Regular expression for parsing links from html code

Possible duplicate:
Regex to get the link in href. [asp.net]

I am working on a method that takes a string (html code) and returns an array containing all the links contained in.

I saw several options for things like the html feature package, but it seems a bit more complicated than this project requires

I am also interested in using regex because I don’t have much experience with it as a whole, and I think that would be a good opportunity to learn.

My code is still

WebClient client = new WebClient(); string htmlCode = client.DownloadString(p); Regex exp = new Regex(@"http://(www\.)?([^\.]+)\.com", RegexOptions.IgnoreCase); string[] test = exp.Split(htmlCode); 

but I don’t get the results I want because I am still working on a regex

sudo for what I'm looking for is "

+4
source share
4 answers

If you are looking for a solution with flawless proof, regular expressions are not your answers. They are fundamentally limited and cannot be used to reliably analyze links or other tags in this case from an HTML file due to the complexity of the HTML language.

Instead, you will need to use the actual DOM API to handle the links.

+3
source

Regular expressions are not a good idea for HTML.

see previous questions:

  • <a href = "/ questions / 639683 / when-is-it-wise-to-use-regular-expressions-with-html"> When is it appropriate to use regular expressions with HTML?
  • <a href = "/ questions / 1296116 / regexp-that-matches-all-the-text-content-of-a-html-input"> Regexp, which matches all the textual content of the HTML input

Rather, you want something that already knows how to parse the DOM; otherwise, you reinvent the wheel.

+2
source

Other users may tell you, β€œNo, stop! Regular expressions should not be mixed with HTML! This is like mixing bleach and ammonia!” There is a lot of wisdom in this advice, but it is not a complete story.

The truth is, regular expressions are great for collecting commonly formatted links. However, it’s better to use a special tool for things like HtmlAgilityPack.

If you use regular expressions, you can match 99.9% of the links, but you can skip rare unforeseen corner cases or incorrect html data.

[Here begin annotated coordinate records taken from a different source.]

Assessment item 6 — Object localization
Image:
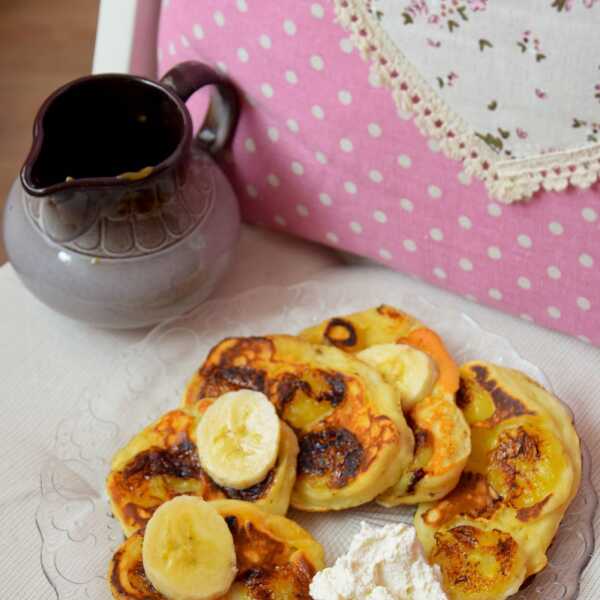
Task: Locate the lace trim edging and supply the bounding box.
[334,0,600,204]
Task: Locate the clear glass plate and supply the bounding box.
[37,274,597,600]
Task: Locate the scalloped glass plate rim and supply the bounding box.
[36,268,597,600]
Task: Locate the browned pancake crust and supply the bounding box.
[106,410,278,531]
[432,525,519,594]
[184,337,398,489]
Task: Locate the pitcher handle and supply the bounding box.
[160,60,240,156]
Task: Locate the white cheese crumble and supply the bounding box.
[310,523,448,600]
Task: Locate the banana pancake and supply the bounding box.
[106,399,298,535]
[183,335,414,511]
[108,500,325,600]
[415,361,581,600]
[300,305,471,507]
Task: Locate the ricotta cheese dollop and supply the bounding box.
[310,523,448,600]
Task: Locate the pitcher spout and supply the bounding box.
[20,74,191,202]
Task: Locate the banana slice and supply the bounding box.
[196,390,281,490]
[142,496,237,600]
[357,344,438,411]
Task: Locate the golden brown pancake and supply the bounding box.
[184,335,413,511]
[106,399,298,535]
[300,305,471,507]
[108,500,325,600]
[415,361,581,600]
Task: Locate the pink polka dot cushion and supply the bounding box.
[158,0,600,345]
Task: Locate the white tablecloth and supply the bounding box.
[0,228,600,600]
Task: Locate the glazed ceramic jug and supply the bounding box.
[4,62,240,328]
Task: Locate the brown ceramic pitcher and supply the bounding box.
[4,62,239,328]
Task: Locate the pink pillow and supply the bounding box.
[158,0,600,344]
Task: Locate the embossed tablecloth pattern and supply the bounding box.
[0,233,600,600]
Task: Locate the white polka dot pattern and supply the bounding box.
[157,0,600,344]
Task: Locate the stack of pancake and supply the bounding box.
[107,306,581,600]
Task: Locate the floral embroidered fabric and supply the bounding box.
[337,0,600,201]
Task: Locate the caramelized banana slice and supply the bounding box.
[429,524,526,600]
[377,397,471,507]
[184,335,414,511]
[300,305,464,506]
[299,304,458,404]
[415,362,581,600]
[108,500,325,600]
[106,399,298,535]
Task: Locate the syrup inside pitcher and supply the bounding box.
[3,61,240,328]
[24,76,186,190]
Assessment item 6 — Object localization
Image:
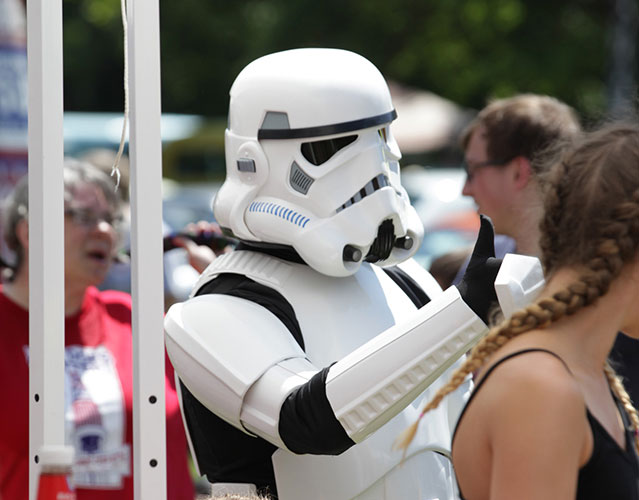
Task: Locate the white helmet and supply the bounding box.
[213,49,424,276]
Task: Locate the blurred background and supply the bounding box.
[0,0,639,293]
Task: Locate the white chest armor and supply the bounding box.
[196,251,469,500]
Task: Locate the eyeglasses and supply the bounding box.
[462,158,513,182]
[64,208,123,230]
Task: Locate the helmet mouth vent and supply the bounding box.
[336,174,390,213]
[364,219,395,262]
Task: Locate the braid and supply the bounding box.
[604,363,639,451]
[539,161,567,269]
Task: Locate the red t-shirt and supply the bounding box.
[0,286,194,500]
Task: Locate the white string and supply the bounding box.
[111,0,129,191]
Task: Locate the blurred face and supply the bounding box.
[64,184,118,287]
[462,127,514,234]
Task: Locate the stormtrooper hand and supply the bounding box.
[457,215,502,323]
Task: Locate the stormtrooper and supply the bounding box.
[165,49,539,500]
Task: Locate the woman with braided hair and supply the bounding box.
[398,124,639,500]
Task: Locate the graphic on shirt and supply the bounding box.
[65,345,131,489]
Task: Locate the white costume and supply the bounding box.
[165,49,534,500]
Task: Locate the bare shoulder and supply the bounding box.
[480,351,585,424]
[453,349,591,499]
[478,352,588,461]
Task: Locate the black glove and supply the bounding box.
[457,215,502,323]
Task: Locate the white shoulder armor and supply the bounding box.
[495,253,545,318]
[164,294,313,434]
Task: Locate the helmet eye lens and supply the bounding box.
[301,135,357,165]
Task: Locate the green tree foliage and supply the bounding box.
[64,0,624,121]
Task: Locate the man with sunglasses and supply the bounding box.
[456,94,639,404]
[461,94,581,255]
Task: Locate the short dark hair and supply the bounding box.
[460,94,581,173]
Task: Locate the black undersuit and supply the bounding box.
[453,349,639,500]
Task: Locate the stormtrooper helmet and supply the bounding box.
[213,48,423,276]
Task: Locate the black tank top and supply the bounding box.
[453,349,639,500]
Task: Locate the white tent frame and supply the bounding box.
[27,0,166,500]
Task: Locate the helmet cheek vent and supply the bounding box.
[289,162,314,195]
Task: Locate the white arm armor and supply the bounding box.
[165,254,544,449]
[164,294,317,448]
[495,253,545,318]
[326,287,486,442]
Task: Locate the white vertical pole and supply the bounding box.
[127,0,166,500]
[27,0,64,499]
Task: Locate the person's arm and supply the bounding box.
[478,353,592,500]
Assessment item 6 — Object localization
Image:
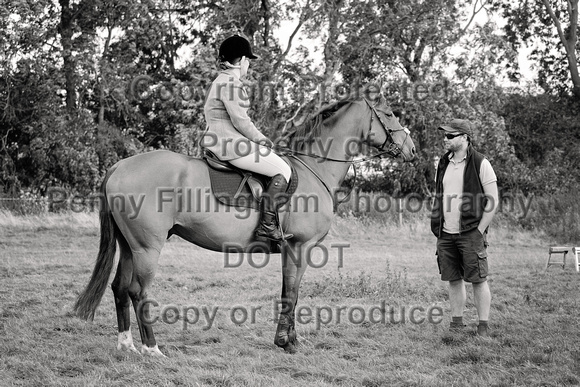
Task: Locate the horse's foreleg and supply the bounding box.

Here, the function I am collecting uses the HtmlAgilityPack to satisfy your requirements:

  private static IEnumerable<string> DocumentLinks(string sourceHtml) { HtmlDocument sourceDocument = new HtmlDocument(); sourceDocument.LoadHtml(sourceHtml); return (IEnumerable<string>)sourceDocument.DocumentNode .SelectNodes("//a[@href!='#']") .Select(n => n.GetAttributeValue("href","")); } 

This function creates a new HtmlAgilityPack.HtmlDocument file, loads a string containing HTML in it, and then uses the xpath request "// a [@href! = '#']" To select all links on the page that do not point to "# " Then I use the LINQ Select extension to convert the HtmlNodeCollection to a list of strings containing the value of the href attribute - where the link points to.

In this example, use:

  List<string> links = DocumentLinks((new WebClient()) .DownloadString("http://google.com")).ToList(); Debugger.Break(); 

This should be much more efficient than regular expressions.

+2
source

You can search for anything that looks like the http / https URL scheme. This is not HTML proof, but you get what looks like the http addresses you need, I suspect. You can add more sachems and domains.
The regular expression searches for objects that look like URLs in the href attributes (not strictly).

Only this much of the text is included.